Any models predicted with the help of BioAutoMATED, as with any other ML tool, need to be experimentally validated in the lab whenever possible. But the team is hopeful that it could be further integrated into the ever-growing set of AutoML tools, one day extending its function beyond biological sequences to any sequence-like object, such as fingerprints.
“Machine learning and artificial intelligence tools have been around for a while now, but it’s only with the recent development of user-friendly interfaces that they’ve exploded in popularity, as in the case of ChatGPT,” said Jim Collins, who is also the Termeer Professor of Medical Engineering & Science at MIT. “We hope that BioAutoMATED can enable the next generation of biologists to faster and more easily discover the underpinnings of life.”
“The recent explosion of user-friendly AI tools like ChatGPT has illuminated that the main barrier to widespread adoption of AI is its ease of use.
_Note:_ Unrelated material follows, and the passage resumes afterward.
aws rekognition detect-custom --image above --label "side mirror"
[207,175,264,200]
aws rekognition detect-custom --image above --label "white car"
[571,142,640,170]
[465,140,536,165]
Enabling non-experts to use these platforms is critical for being able to harness ML techniques’ full potential to solve long-standing problems in biology, and beyond. This advance by the Collins team is a major step forward for making AI a key collaborator for biologists and bioengineers,” said Wyss Founding Director Don Ingber, M.D., Ph.D., who is also the also the Judah Folkman Professor of Vascular Biology at Harvard Medical School and Boston Children’s Hospital, and the Hansjörg Wyss Professor of Bioinspired Engineering at the Harvard John A. Paulson School of Engineering and Applied Sciences (SEAS).
Additional authors of the paper include George Cai from the Wyss Institute and Harvard Medical School; former Wyss Institute members Pradeep Ramesh, Rani Powers, Nicolaas Angenent-Mari, and Diogo Camacho; and Felix Wong and Timothy Lu from MIT.
This research was supported by the Defense Threat Reduction Agency (grant HDTRA-12210032), the DARPA SD2 program, the Paul G. Allen Frontiers Group, the Wyss Institute for Biologically Inspired Engineering, an MIT-Takeda Fellowship, CONACyT grant 342369/408970, and an MIT-TATA Center fellowship (2748460).